John P. Kirwan, from The Finance and Commerce of New York and United States, 1903 (copyright expired)

John and Julia had three sons when they purchased the house.  John Stanislaus (he would later often use Stanley as his middle name) was five years old, Raymond was four, and baby Arthur was just eight months old.   Two years later, in October 1898, a fourth son, Robert L. was born, 

Also living in the house was Julia's sister and brother-in-law, Lucy A. and John J. Commins, and two Irish-born servants, Mary Fitzpatrick and Katie Hughes.

In 1905 a terrifying outbreak of typhoid fever swept New York City.  Robert fell ill and, according to the New York Herald, "Mr. and Mrs. Kirwan insisted upon caring for him themselves.  They said that his chances of improvement would be better if his mother and father were his nurses."  It was a decision they would most likely regret.

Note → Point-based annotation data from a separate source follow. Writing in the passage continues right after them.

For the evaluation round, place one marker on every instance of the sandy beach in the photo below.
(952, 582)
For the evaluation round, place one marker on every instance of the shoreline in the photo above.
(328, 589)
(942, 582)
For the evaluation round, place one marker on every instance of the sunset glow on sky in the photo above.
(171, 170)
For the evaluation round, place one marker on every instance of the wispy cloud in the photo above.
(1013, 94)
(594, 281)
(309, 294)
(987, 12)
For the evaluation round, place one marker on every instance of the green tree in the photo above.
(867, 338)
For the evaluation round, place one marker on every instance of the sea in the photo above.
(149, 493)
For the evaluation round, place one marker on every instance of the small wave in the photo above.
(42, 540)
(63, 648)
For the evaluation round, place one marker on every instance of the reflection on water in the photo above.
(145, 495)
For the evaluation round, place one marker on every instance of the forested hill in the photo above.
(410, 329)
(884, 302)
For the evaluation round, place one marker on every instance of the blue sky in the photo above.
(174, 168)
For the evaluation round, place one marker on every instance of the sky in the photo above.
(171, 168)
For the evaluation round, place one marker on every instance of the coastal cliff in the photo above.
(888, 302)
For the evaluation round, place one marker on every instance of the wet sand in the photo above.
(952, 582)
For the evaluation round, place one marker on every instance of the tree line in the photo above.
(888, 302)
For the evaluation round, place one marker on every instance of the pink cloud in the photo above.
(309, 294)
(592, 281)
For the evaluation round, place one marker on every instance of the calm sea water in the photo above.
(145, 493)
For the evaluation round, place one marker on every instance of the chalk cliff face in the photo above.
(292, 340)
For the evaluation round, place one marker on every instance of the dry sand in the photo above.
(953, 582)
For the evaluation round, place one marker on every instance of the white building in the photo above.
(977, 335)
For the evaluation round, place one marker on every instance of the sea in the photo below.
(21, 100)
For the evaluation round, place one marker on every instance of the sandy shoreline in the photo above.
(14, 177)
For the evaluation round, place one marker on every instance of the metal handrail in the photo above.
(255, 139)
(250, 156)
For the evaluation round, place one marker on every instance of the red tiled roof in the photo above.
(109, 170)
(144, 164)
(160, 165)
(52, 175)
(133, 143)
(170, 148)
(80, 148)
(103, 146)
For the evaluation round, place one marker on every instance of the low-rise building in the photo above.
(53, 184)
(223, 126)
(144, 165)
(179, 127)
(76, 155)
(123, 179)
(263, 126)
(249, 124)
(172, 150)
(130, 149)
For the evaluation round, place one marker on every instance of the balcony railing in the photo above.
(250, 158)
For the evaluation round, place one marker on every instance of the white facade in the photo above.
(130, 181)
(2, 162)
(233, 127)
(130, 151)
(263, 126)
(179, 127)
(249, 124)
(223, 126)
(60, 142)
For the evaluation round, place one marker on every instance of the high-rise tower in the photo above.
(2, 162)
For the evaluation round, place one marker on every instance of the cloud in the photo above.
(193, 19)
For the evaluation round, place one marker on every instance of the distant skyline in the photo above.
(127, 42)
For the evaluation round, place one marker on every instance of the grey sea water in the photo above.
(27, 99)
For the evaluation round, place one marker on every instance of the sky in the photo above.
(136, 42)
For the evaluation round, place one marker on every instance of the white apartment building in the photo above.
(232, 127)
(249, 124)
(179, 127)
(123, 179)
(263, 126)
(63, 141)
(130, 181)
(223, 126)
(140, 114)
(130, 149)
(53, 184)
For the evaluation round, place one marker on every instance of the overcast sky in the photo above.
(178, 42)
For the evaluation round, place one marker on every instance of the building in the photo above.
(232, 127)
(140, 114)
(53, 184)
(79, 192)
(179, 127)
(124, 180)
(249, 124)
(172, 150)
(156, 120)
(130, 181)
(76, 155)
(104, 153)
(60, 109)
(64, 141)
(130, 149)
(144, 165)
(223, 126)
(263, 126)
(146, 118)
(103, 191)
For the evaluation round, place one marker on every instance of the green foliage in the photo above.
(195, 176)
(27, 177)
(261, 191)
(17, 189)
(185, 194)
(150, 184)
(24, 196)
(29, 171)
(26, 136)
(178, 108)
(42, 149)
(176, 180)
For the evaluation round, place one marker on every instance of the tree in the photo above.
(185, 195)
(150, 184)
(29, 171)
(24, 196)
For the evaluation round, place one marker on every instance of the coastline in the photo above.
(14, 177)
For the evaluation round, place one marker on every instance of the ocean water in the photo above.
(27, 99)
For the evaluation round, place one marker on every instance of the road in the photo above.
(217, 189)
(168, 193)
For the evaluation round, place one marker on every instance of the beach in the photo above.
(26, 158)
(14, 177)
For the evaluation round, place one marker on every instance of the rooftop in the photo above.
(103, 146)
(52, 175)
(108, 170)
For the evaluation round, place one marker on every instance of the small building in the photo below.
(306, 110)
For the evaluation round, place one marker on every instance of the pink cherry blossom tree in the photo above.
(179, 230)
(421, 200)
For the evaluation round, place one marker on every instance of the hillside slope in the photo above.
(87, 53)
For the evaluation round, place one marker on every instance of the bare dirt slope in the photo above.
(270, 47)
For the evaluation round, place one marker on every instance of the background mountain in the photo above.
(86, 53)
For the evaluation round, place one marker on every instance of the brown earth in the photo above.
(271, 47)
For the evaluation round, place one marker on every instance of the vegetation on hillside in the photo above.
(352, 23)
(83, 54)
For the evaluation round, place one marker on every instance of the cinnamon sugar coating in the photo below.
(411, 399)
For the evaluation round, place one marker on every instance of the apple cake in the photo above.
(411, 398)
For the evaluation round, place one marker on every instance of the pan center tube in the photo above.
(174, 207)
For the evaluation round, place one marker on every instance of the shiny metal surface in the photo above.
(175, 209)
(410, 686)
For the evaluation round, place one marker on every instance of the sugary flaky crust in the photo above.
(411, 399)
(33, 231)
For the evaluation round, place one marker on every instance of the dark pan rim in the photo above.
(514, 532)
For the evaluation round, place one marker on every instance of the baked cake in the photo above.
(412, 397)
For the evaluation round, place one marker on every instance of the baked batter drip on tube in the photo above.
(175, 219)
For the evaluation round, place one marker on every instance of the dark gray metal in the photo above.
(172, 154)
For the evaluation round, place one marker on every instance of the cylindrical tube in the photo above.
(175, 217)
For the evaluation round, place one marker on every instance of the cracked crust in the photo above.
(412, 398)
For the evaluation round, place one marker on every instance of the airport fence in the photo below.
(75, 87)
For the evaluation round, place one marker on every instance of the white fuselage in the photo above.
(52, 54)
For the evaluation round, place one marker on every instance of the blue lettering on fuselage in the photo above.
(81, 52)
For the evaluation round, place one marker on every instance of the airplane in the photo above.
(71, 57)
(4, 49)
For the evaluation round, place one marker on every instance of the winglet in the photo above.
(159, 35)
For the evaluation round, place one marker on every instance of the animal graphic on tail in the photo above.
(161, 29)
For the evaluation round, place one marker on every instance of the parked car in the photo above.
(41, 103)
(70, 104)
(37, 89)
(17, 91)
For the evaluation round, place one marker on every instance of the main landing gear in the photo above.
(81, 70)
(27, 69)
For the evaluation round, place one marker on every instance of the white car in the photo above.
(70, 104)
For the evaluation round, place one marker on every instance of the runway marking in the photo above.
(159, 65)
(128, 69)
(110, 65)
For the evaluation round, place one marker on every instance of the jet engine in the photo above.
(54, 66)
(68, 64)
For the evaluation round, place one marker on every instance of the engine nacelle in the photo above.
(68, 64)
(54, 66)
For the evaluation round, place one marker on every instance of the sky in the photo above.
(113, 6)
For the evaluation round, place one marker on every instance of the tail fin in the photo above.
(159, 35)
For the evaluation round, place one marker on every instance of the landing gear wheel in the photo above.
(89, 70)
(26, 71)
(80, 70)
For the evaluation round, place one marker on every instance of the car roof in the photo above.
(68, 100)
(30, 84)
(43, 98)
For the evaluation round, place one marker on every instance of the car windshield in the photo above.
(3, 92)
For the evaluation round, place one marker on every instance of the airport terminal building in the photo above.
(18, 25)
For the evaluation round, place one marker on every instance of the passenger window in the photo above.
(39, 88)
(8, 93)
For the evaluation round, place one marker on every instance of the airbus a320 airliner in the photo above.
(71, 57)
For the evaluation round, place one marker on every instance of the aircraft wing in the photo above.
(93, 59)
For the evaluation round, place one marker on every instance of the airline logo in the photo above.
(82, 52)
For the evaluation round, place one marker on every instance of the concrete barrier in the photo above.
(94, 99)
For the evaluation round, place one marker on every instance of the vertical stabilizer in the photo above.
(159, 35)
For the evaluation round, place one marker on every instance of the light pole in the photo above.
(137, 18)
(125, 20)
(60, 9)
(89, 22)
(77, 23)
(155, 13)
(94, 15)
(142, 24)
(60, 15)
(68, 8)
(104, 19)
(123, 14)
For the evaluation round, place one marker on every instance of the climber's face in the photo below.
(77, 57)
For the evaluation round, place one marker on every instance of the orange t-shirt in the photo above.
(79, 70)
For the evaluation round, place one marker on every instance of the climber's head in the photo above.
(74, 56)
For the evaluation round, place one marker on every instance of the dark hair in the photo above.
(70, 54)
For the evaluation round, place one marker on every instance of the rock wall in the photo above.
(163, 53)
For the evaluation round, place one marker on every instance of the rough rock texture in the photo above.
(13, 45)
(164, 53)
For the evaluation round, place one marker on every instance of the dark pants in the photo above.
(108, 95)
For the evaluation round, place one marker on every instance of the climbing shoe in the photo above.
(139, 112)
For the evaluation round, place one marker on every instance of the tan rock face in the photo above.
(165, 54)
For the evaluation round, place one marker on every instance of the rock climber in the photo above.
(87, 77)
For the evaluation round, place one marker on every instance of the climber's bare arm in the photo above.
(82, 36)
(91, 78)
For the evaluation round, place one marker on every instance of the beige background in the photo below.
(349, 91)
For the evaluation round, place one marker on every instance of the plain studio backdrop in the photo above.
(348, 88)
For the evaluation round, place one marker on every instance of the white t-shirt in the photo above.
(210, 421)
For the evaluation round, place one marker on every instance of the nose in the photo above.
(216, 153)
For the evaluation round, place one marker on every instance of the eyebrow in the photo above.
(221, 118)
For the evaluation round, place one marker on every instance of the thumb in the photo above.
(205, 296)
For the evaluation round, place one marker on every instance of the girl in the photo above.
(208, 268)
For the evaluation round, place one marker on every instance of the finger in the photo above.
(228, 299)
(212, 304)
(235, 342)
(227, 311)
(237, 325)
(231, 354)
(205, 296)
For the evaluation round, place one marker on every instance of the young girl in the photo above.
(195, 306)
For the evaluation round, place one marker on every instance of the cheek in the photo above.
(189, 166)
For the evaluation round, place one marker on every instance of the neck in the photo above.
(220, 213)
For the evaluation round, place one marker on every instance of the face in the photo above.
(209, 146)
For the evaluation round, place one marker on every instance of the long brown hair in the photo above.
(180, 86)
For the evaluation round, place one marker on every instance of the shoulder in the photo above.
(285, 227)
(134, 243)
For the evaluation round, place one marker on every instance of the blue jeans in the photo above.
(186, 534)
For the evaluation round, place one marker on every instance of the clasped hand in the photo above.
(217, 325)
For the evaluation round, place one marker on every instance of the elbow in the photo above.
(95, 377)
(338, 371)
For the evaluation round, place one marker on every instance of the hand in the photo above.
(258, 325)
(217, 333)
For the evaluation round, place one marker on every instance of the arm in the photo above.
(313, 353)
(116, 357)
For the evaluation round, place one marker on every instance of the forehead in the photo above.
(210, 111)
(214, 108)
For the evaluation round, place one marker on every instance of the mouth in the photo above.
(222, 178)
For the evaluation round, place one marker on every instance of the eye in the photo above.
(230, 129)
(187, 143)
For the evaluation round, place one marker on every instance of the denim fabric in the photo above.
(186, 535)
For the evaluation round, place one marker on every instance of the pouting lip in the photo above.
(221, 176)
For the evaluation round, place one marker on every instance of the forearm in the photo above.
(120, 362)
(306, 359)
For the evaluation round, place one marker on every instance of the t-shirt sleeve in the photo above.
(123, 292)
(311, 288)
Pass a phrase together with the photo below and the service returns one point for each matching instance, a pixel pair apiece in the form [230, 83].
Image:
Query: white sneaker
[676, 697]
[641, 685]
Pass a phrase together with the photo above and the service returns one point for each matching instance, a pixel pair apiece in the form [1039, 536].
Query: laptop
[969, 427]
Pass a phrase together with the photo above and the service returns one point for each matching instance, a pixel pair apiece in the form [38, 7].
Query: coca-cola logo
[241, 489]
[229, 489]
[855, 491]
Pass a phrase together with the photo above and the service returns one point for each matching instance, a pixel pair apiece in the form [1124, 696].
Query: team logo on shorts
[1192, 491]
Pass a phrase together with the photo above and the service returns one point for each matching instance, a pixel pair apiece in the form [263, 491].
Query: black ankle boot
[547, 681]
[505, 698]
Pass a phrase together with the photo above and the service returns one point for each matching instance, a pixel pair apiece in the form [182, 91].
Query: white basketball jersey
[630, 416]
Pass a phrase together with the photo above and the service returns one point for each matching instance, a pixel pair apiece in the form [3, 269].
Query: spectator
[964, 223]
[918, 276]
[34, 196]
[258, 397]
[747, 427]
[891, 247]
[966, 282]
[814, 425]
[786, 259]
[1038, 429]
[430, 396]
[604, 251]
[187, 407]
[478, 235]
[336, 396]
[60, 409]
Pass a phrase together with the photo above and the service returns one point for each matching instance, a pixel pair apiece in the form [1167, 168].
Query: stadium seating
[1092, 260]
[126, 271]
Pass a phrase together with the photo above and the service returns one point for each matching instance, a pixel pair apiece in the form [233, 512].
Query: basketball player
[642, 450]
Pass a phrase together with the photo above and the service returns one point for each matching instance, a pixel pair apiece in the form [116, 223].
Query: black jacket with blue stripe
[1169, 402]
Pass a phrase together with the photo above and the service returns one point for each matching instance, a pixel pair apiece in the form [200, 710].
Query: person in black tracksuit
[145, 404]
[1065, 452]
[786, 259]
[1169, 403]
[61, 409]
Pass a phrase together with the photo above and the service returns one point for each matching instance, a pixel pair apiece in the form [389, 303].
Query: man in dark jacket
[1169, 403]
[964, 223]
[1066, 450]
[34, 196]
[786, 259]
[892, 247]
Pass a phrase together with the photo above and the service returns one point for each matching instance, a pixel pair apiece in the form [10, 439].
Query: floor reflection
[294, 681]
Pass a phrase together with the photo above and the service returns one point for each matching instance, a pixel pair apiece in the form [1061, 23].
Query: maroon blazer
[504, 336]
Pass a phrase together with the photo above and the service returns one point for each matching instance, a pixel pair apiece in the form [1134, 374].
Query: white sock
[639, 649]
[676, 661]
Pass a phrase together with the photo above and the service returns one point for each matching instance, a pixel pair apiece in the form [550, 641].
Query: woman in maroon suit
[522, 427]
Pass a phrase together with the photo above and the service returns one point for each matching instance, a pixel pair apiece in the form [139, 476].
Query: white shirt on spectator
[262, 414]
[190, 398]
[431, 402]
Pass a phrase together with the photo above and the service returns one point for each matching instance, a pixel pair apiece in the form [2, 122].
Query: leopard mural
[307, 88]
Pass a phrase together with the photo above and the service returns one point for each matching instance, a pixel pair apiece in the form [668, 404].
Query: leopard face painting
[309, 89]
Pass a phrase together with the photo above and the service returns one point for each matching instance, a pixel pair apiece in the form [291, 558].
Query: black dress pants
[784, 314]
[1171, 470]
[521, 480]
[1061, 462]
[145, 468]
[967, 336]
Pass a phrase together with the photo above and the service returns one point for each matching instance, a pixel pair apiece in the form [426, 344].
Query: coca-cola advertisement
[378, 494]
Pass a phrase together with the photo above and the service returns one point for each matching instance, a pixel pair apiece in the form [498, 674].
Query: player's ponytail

A second son came down with the fever and another suffered an accident.  The Kirwans' summer home was at Quogue, Long Island and John went there in July to ready the house "so that one son who was suffering from typhoid fever and another son whose arm had been broken might go there to recuperate."  While he was there alone, John contracted the dreaded disease.  The New York Herald reported, "It had become impossible for Mr. Kirwan to leave Quogue because of the gravity of his own illness."

On July 10, 1905, little Robert died in the 88th Street house.  By then John's condition was perilous.  Doctors told Julia that John could not be told, fearing "the shock of the disclosure would prove fatal to him."  The New York Herald said he was "intensely devoted" to his sons.

With intense bravery, following Robert's funeral Julia took the boys to Quogue so she could tend to her husband.  They were warned not to tell their father of their brother's death.  When he would ask about Robert, the New York Herald explained, "Each time he has been that the boy's condition is improving."  The article said, "So far Mrs. Kirwan has escaped illness, but last night she was almost worn out from anxiety.  Since her husband was stricken she has not been able to eat or sleep much and the physicians in attendance upon her husband fear that she may become ill."  Thankfully, all members of the Kirwan family recovered.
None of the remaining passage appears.